Categorical scales
Introduction
So far, the scales we have discussed have only dealt with continuous, quantitative data. Discrete, and particularly categorical data (aka qualitative data), must be mapped using categorical scales (aka qualitative scales).
Categorical data can generally not be measured with a numerical result. Categorical data are typically discrete and segregated into well-defined groups. Examples are countries, blood types, political parties, etc.
Ordinal data are categorical data with intrinsically ordered value categories. Examples are ordering adverbs like "small", "medium", "large", scores for creating a ranking, Likert scales, letter grades for coursework, etc
Ordinal scales
Ordinal scales have a discrete domain and range. Scale domains in D3 are JavaScript arrays (or iterators) that will be read in the order they are given.
const color = d3.scaleOrdinal(["a", "b", "c"], ["red", "green", "blue"]);
console.log(color("a")); // logs: "red"
console.log(color("b")); // logs: "green"
console.log(color("c")); // logs: "blue"
The default domain is an empty array.
An ordinal scale returns undefined
if the range is not defined.
If an input value that is not in the domain, is passed to the scale, it is implicitly assigned to the domain
(provided that unknown
is not explicitly set to a value).
Range values are mapped in the order that domain values are assigned.
After all range values have been mapped, it starts with the first range value again.
const color = d3.scaleOrdinal(["a", "b", "c"], ["red", "green", "blue"]);
console.log(color("p")); // logs: "red"
console.log(color("p")); // logs: "red"
console.log(color("q")); // logs: "green"

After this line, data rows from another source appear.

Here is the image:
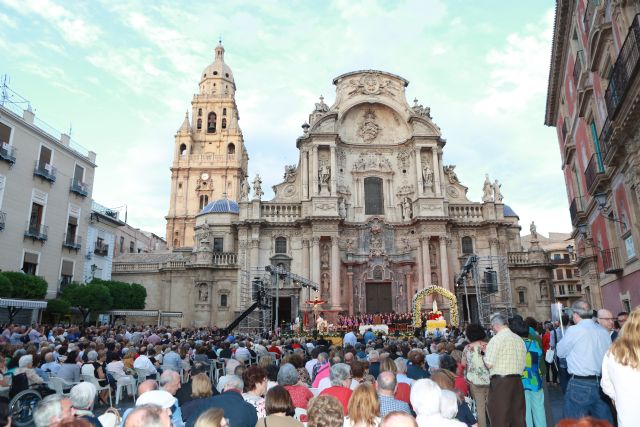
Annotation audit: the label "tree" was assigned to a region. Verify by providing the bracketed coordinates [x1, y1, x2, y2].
[0, 273, 13, 298]
[62, 283, 113, 323]
[2, 271, 49, 299]
[91, 279, 147, 310]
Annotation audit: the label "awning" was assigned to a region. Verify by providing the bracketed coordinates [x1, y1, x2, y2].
[0, 298, 47, 309]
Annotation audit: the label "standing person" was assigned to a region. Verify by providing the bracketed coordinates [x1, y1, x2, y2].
[461, 323, 489, 427]
[484, 314, 527, 427]
[558, 300, 613, 424]
[600, 307, 640, 427]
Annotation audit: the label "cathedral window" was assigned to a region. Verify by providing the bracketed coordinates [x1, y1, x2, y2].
[462, 236, 473, 255]
[276, 237, 287, 254]
[207, 112, 216, 133]
[364, 176, 384, 215]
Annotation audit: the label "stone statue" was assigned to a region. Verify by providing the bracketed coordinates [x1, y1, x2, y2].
[240, 176, 251, 202]
[482, 174, 493, 202]
[253, 174, 264, 200]
[493, 179, 502, 203]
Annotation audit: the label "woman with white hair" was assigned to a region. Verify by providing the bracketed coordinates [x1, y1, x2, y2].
[69, 382, 102, 426]
[13, 354, 44, 386]
[411, 379, 466, 427]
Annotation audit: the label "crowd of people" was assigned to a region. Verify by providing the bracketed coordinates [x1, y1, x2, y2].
[0, 301, 640, 427]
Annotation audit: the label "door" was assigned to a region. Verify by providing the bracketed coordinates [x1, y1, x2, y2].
[366, 282, 393, 313]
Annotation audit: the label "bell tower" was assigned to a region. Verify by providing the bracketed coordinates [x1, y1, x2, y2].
[166, 42, 249, 248]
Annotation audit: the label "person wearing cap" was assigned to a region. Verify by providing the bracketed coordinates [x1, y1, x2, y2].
[186, 375, 258, 427]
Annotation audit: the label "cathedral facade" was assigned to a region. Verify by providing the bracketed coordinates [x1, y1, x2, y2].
[113, 46, 553, 326]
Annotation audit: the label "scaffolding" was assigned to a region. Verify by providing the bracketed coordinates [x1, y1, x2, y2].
[457, 255, 513, 326]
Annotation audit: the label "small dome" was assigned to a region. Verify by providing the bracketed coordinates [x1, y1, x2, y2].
[201, 42, 233, 83]
[504, 205, 520, 218]
[199, 198, 239, 215]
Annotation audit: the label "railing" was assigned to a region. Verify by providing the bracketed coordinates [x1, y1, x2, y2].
[33, 160, 58, 182]
[600, 248, 622, 273]
[582, 0, 600, 35]
[93, 242, 109, 256]
[0, 142, 18, 165]
[260, 202, 302, 222]
[70, 178, 89, 197]
[24, 223, 49, 242]
[213, 252, 238, 265]
[569, 196, 584, 225]
[449, 204, 484, 222]
[62, 233, 82, 251]
[584, 153, 604, 193]
[573, 50, 583, 88]
[604, 14, 640, 120]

console.log(color("r")); // logs: "blue"
console.log(color.domain()); // logs: [ "a", "b", "c", "p", "q", "r" ]
const color = d3.scaleOrdinal(["red", "green", "blue"]);
console.log(color("a")); // logs: "red"
console.log(color("b")); // logs: "green"

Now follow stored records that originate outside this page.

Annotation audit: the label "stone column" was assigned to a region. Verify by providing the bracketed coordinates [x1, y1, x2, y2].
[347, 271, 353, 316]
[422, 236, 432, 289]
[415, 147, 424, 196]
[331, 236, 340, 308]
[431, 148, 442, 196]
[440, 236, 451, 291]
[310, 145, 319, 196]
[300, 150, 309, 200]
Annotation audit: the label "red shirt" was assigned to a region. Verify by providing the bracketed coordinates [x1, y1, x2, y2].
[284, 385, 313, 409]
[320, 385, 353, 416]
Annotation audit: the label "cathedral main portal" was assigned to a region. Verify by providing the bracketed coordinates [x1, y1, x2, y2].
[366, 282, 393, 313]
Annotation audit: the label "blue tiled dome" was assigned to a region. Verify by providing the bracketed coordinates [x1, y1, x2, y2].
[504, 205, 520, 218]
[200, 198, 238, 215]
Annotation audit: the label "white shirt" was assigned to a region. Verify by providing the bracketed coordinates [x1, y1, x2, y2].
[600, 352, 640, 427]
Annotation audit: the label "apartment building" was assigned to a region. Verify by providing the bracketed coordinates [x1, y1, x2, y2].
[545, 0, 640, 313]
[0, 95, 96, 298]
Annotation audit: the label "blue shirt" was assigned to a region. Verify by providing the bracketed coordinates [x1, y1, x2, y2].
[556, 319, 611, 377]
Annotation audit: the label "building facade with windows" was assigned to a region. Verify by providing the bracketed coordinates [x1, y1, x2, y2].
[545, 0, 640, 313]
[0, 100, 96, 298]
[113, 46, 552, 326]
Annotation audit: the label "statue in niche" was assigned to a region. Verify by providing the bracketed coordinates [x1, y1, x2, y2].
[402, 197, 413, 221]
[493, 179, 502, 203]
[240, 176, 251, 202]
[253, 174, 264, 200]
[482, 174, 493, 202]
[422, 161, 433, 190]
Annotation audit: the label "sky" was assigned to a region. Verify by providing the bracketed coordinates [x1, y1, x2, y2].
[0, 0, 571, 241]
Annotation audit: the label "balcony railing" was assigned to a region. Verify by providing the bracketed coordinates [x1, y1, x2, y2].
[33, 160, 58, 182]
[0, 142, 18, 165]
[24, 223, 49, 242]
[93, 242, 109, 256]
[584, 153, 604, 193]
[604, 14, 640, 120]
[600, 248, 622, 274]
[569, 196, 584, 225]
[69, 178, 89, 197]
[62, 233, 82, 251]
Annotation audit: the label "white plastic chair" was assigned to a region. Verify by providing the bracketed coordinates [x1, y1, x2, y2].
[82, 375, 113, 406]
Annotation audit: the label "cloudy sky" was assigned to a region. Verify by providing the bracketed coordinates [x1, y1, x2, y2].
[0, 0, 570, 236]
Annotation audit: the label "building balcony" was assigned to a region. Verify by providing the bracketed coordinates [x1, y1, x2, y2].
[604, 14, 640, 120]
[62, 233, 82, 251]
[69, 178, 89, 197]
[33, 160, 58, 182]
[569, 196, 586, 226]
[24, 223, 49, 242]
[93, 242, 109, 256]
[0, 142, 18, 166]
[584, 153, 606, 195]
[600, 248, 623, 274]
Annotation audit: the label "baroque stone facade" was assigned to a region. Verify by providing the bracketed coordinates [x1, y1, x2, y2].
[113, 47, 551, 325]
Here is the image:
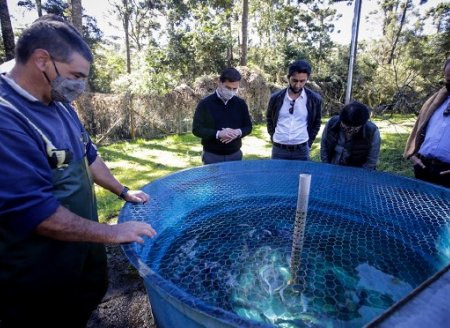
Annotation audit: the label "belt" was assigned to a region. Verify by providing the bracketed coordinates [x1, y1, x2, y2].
[273, 141, 307, 150]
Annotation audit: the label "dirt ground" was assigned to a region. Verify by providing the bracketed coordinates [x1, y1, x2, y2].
[87, 245, 156, 328]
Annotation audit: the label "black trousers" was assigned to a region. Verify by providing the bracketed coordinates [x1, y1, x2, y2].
[0, 241, 108, 328]
[414, 156, 450, 188]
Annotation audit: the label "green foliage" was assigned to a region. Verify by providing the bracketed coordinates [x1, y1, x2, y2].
[96, 116, 414, 222]
[89, 45, 125, 93]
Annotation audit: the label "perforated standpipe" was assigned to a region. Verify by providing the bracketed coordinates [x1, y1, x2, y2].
[290, 174, 311, 291]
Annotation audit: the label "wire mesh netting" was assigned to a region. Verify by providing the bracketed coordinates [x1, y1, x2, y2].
[119, 160, 450, 327]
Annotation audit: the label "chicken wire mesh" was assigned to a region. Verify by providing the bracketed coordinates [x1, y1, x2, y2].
[119, 160, 450, 327]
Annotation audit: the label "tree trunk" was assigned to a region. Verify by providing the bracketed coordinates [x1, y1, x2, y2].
[0, 0, 15, 60]
[70, 0, 83, 35]
[122, 0, 131, 74]
[240, 0, 248, 66]
[36, 0, 42, 17]
[388, 0, 411, 64]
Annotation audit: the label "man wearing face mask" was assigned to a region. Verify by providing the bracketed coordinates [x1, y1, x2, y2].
[320, 101, 381, 170]
[0, 21, 155, 328]
[192, 67, 252, 164]
[403, 59, 450, 188]
[266, 60, 322, 161]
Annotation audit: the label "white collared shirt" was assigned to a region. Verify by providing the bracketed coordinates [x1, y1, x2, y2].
[273, 89, 309, 145]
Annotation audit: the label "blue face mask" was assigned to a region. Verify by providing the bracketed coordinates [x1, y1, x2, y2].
[43, 59, 86, 103]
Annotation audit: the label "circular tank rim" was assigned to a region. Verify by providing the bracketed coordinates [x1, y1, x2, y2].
[119, 159, 450, 328]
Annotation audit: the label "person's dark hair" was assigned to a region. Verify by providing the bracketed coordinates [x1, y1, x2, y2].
[219, 67, 241, 83]
[339, 101, 370, 126]
[288, 60, 311, 78]
[444, 58, 450, 71]
[32, 14, 68, 24]
[16, 19, 94, 64]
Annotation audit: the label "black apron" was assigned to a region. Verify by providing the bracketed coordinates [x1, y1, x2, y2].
[0, 100, 108, 327]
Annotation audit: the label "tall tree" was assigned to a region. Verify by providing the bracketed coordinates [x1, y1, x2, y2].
[388, 0, 412, 64]
[70, 0, 83, 33]
[0, 0, 15, 60]
[240, 0, 248, 66]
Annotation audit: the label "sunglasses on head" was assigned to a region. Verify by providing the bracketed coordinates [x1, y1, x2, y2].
[341, 122, 361, 133]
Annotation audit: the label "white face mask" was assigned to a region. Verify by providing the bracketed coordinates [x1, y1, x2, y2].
[217, 84, 237, 101]
[42, 59, 86, 103]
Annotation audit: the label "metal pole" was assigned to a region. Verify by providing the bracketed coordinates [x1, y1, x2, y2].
[290, 174, 311, 292]
[345, 0, 362, 104]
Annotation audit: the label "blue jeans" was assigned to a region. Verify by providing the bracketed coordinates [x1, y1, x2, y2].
[202, 150, 242, 165]
[272, 142, 309, 161]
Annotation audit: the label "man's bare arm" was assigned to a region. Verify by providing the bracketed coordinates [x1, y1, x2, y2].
[35, 206, 156, 244]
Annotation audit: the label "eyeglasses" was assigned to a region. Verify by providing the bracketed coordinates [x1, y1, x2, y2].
[341, 122, 361, 134]
[289, 100, 295, 114]
[443, 103, 450, 117]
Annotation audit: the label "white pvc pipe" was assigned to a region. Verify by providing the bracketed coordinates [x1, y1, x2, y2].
[290, 174, 311, 285]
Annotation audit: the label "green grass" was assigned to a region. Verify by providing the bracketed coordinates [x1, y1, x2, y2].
[96, 116, 415, 222]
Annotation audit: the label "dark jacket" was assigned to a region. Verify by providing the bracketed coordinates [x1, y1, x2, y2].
[192, 92, 252, 155]
[320, 116, 380, 169]
[266, 88, 322, 147]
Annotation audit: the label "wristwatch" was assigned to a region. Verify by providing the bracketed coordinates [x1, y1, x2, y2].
[118, 186, 130, 200]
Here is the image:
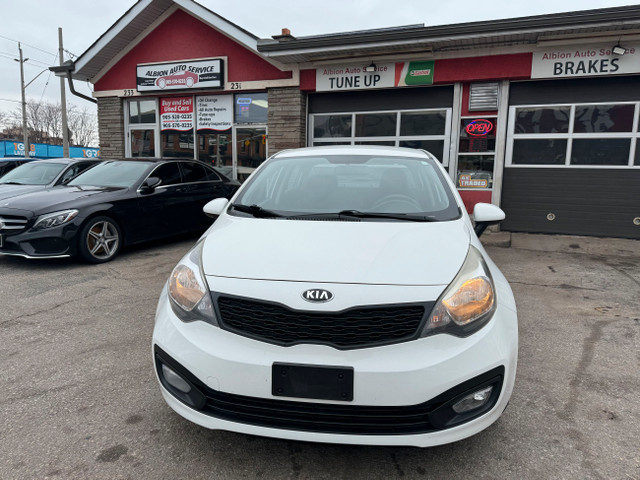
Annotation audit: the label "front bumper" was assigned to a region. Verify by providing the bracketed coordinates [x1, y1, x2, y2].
[153, 284, 517, 447]
[0, 219, 81, 258]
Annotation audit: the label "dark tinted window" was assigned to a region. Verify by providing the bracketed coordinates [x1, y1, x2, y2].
[149, 162, 182, 186]
[182, 162, 220, 183]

console.log(color("c")); // logs: "blue"
console.log(color(0)); // logs: "red"
console.log(color(1)); // logs: "green"
console.log(color(2)); // logs: "blue"
console.log(color.domain()); // logs: [ "a", "b", "c", 0, 1, 2 ]

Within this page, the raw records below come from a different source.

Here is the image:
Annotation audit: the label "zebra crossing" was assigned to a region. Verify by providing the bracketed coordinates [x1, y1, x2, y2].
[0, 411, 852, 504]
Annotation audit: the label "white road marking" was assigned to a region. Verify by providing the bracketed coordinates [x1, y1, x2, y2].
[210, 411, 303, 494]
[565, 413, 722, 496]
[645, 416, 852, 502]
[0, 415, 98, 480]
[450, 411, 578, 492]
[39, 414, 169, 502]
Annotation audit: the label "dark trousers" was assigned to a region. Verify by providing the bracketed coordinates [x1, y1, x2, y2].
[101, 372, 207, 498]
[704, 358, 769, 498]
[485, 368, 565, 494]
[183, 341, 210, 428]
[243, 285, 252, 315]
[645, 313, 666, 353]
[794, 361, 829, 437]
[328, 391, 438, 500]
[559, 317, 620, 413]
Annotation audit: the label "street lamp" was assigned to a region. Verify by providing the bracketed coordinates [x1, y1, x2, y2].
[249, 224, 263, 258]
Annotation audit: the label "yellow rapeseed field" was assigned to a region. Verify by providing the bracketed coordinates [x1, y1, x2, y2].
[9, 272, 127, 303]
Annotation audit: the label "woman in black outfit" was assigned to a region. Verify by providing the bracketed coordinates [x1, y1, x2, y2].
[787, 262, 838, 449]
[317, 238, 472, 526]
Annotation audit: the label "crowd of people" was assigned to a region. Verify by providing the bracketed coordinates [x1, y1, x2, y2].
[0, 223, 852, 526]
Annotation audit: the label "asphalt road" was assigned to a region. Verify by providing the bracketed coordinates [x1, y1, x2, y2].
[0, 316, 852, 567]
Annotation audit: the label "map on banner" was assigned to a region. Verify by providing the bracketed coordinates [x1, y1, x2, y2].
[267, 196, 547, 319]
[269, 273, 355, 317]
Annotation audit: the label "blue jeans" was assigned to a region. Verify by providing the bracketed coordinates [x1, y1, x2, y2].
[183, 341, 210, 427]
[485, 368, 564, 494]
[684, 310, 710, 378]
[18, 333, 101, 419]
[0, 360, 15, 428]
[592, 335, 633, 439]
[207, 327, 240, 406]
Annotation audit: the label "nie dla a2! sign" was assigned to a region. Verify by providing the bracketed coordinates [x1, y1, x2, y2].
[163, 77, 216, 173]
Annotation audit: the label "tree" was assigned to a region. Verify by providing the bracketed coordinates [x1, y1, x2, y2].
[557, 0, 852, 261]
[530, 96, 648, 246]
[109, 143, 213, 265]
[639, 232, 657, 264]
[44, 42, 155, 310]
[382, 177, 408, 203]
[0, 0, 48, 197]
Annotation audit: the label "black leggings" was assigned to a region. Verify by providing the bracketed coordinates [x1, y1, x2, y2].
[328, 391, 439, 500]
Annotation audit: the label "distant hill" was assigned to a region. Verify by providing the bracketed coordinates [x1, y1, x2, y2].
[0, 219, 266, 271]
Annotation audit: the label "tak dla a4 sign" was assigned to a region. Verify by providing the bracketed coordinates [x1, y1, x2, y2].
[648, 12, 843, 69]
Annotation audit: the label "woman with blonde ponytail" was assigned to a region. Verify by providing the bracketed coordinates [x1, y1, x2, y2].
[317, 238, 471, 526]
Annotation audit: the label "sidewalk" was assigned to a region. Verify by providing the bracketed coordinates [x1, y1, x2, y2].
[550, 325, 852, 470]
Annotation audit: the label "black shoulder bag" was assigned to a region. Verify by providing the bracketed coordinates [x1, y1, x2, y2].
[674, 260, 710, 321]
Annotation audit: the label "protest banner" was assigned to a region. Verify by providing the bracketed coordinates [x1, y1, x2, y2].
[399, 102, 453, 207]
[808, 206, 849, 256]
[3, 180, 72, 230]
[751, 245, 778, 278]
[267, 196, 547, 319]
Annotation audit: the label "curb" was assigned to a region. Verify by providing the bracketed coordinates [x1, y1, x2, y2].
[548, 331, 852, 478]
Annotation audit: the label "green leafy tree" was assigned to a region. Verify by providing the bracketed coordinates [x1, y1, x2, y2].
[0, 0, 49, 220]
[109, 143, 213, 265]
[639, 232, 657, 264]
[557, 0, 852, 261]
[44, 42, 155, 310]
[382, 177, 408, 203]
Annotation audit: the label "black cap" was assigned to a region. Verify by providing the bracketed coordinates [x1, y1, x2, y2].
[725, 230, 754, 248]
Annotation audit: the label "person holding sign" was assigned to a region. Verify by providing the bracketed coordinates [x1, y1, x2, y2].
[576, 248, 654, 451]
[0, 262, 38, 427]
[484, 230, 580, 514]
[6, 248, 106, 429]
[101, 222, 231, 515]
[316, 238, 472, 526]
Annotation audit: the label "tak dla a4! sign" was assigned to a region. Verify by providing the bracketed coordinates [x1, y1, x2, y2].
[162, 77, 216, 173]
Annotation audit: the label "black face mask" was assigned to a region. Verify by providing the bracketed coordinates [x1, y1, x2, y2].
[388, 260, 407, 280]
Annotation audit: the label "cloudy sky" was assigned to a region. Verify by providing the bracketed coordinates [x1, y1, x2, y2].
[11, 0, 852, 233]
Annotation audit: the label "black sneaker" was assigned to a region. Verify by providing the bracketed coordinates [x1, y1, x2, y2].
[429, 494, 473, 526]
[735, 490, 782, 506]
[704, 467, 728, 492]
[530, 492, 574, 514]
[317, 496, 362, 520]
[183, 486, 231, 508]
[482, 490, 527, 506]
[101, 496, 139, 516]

D3 provides predefined categorical color schemes:
const colorScale = d3.scaleOrdinal(d3.schemeCategory10);
const nurseryRhyme = "She sells seashells by the seashore and the shells she sells are seashells, I'm sure.";
const words = nurseryRhyme.split(' ');
const container = d3.select("#container");
for (let i = 0; i < words.length; i++) {
container
.append("span")
.style("background", () => colorScale(i))
.text(words[i])
}
Result:
Another example:
const persons = [
"M16.5 …",
"M18.5 …",
"M21.292 …",
"M16.5 …",
];
const colorScale = d3.scaleOrdinal()
.domain(persons)
.range(d3.schemeCategory10.slice(0, -10 + persons.length)); // sliced range
const svg = d3.select("#svgContainer");
svg.selectAll("path")
.data(persons)
.join("path")
.attr("d", d => d)
.style("fill", (d,i) => colorScale(i))
.attr("transform", (d,i) => `translate(${i*35},0)`);
console.log(colorScale.range()); // logs: [ "#1f77b4", "#ff7f0e", "#2ca02c", "#d62728" ]
Result:
SVG graphics from iconmonstr.
Band scales
Band scales are like ordinal scales. The domain is discreet, but the range is continuous and numeric. Band scales are typically used for bar charts with a categorical dimension.
Next an example bar chart. The height of the bars is not connected to data yet. This example is to illustrate just the band scale, defining the bar width and bar positions along the x-axis.
// Bars (with padding) must fit in a rectangle with dimensions:
const width = 100,
height = 100;
const barsHeight = 90; // make all bars same height for now
const svg = d3.select("svg")
.attr("width", "100%")
.attr("height", "100%")
.attr("viewBox", `0 0 ${width} ${height + 20}`)
.attr("style", "width: 300px; height: auto;");
// rect in which the bars fit (for illustration):
svg.append("rect")
.attr("x", 0)
.attr("y", 0)
.attr("width", width)
.attr("height", height)
.attr("style", "fill: #ddd; stroke: none;");
const data = ["a", "b", "c", "d"];
const x = d3.scaleBand()
.domain(data)
.range([0, width])
.padding(0.1); // padding(value) (value in interval [0, 1])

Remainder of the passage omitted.